Les gouvernements in corpore des deux cantons se sont entretenus mardi avec leurs représentants parlementaires pour aborder la question épineuse du développement du rail dans l'arc lémanique.

Les Conseils d'Etat genevois et vaudois dans leur ensemble ont rencontré mardi à Berne leurs élus fédéraux. L'avenir de la route et du rail dans l'arc lémanique a été au coeur des discussions, alors que le sujet sera débattu cette année au Parlement.

Les conseillers d'Etat et les parlementaires fédéraux ont discuté du financement de l'infrastructure ferroviaire, du trafic d'agglomération, des goulets d'étranglement et de l'extension du réseau des routes nationales, précisent les deux cantons de l'arc lémanique dans un communiqué commun.

L'enjeu est de taille pour la Métropole lémanique.

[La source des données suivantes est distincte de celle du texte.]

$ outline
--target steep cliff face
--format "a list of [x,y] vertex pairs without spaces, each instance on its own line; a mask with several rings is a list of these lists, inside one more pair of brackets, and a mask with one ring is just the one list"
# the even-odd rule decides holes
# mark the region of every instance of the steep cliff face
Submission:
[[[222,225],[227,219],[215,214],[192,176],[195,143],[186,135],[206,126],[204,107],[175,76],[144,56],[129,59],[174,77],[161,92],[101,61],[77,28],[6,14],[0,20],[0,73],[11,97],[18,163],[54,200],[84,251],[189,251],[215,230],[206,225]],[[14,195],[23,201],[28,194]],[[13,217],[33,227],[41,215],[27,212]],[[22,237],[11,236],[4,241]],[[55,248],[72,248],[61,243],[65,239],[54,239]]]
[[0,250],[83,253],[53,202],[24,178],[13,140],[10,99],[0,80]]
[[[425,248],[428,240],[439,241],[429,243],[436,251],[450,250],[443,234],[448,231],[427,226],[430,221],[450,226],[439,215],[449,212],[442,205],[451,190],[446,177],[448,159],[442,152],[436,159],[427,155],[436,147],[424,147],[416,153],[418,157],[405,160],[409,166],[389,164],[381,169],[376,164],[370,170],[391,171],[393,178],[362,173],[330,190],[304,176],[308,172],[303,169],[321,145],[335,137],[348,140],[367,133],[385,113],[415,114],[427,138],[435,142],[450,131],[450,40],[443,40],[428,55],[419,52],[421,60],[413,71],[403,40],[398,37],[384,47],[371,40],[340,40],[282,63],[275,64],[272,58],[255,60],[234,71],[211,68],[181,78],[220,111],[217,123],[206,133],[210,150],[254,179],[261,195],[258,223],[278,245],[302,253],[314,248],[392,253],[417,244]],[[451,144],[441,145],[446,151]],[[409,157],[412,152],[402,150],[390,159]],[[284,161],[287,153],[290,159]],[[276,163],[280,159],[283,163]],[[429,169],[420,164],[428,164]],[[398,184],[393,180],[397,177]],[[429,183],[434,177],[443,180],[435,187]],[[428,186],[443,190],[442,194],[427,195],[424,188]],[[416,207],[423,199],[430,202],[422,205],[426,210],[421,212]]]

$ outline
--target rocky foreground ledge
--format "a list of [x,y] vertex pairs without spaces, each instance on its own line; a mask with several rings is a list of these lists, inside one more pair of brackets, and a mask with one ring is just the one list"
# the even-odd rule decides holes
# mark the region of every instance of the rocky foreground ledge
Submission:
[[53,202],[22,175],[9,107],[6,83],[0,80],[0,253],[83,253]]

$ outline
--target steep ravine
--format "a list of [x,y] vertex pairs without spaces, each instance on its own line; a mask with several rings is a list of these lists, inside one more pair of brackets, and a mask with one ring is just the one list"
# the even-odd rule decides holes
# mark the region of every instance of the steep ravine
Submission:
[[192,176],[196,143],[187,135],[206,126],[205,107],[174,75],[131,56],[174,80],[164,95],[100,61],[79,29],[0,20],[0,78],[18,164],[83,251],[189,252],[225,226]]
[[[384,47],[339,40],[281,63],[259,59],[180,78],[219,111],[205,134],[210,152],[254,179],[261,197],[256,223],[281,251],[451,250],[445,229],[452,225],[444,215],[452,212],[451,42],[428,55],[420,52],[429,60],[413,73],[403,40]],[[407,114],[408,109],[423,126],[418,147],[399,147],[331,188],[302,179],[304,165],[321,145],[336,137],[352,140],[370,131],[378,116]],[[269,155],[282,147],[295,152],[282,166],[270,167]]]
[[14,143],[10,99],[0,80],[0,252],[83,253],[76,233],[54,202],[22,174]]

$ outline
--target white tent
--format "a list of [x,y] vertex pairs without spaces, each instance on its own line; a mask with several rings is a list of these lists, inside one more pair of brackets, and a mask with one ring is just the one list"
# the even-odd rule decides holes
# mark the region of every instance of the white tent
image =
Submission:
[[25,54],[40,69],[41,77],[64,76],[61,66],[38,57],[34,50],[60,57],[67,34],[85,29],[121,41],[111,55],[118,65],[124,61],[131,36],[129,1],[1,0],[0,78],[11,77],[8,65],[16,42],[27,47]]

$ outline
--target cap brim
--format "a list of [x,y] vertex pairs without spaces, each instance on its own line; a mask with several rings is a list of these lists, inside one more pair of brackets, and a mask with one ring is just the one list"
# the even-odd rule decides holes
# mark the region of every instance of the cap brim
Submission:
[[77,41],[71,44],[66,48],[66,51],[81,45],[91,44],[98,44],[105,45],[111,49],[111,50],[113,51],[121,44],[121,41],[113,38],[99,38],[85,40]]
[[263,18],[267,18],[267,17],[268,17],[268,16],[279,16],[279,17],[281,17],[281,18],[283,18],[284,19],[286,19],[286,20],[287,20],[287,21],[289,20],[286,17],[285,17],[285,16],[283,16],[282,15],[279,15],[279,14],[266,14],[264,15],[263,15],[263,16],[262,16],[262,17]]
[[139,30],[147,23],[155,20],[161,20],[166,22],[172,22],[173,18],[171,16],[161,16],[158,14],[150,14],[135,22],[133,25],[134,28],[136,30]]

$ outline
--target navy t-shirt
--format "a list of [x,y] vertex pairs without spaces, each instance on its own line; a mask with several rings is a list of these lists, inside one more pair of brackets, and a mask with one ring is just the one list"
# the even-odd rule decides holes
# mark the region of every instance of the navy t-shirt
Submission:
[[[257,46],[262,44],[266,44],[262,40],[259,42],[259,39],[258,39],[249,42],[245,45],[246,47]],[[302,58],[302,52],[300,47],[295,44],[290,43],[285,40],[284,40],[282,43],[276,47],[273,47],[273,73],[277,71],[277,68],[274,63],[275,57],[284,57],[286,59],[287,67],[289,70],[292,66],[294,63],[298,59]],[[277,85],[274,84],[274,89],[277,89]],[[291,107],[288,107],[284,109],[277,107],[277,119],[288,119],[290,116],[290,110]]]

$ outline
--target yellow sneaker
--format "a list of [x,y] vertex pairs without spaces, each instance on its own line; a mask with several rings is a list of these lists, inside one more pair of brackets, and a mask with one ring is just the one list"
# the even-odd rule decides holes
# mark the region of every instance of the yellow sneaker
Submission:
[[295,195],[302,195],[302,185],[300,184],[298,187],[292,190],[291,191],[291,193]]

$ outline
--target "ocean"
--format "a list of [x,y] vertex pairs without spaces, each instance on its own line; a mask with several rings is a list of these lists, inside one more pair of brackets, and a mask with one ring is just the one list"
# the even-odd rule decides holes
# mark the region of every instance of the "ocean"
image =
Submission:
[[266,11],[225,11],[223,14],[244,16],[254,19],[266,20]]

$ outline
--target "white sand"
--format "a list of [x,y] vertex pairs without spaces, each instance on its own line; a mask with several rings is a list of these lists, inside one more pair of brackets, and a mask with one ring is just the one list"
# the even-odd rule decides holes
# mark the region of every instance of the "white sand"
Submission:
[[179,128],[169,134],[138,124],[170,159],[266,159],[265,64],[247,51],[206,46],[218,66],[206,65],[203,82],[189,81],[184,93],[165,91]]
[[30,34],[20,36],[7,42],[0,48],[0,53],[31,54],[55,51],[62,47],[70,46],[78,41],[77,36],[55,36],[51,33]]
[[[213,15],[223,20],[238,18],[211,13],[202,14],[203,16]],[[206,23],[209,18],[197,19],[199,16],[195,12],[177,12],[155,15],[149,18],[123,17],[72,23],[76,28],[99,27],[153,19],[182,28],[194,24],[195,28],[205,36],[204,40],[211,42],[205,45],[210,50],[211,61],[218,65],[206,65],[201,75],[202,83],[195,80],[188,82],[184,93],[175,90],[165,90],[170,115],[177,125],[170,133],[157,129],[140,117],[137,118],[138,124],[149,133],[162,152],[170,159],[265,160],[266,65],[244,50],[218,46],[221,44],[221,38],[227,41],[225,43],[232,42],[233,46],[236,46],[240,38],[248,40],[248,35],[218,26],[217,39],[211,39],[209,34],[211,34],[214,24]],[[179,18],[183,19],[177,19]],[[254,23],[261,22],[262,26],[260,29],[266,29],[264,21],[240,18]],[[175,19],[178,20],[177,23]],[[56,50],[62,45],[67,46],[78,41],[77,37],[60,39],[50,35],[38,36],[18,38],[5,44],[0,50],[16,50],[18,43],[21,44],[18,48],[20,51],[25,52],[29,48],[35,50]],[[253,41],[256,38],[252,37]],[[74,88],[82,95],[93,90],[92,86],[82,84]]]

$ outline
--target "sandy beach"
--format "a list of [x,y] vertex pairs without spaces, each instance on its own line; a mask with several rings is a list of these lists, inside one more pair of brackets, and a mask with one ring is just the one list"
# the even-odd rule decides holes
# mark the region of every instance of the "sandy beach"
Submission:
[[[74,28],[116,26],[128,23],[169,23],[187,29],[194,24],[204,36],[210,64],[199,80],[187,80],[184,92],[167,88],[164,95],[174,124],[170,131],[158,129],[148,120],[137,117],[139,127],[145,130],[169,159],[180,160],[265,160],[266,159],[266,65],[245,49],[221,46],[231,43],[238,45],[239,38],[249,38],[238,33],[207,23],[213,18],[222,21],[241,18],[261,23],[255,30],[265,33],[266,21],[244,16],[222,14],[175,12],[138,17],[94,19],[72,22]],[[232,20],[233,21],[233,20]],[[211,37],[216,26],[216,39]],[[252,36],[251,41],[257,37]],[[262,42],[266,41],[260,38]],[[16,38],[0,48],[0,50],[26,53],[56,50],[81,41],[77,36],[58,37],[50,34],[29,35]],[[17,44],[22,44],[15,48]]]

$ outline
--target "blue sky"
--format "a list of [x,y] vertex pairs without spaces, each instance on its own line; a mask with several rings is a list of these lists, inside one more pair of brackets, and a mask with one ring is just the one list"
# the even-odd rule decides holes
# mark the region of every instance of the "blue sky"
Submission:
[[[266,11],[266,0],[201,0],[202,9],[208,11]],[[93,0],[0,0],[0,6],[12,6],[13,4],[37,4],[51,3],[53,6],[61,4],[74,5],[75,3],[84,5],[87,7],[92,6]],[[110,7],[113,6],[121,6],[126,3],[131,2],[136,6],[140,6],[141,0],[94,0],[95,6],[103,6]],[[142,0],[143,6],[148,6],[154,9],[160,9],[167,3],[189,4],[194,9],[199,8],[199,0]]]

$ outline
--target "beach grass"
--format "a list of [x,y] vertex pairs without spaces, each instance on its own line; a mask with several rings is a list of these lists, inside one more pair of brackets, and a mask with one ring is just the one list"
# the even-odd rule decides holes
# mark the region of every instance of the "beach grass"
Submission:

Afin de rattraper leur retard structurel, les cantons de Genève et Vaud réclament que le projet de financement et aménagement de l'infrastructure ferroviaire (FAIF) soit augmenté à 6 milliards de francs pour l'horizon 2015. Actuellement, il prévoit un financement de 3,5 milliards.

Equilibre à rétablir

Cette augmentation financière du FAIF permettrait d'y inclure l'extension de la gare de Genève et l'adaptation de la ligne entre Berne et Lausanne, selon le communiqué. La variante à 6 milliards vise à «anticiper les besoins d'un futur proche» et «permettrait de rétablir un équilibre régional» entre la suisse occidentale (GE, VD, JU, FR, VS, NE, BE) et les autres régions, expliquent les deux cantons.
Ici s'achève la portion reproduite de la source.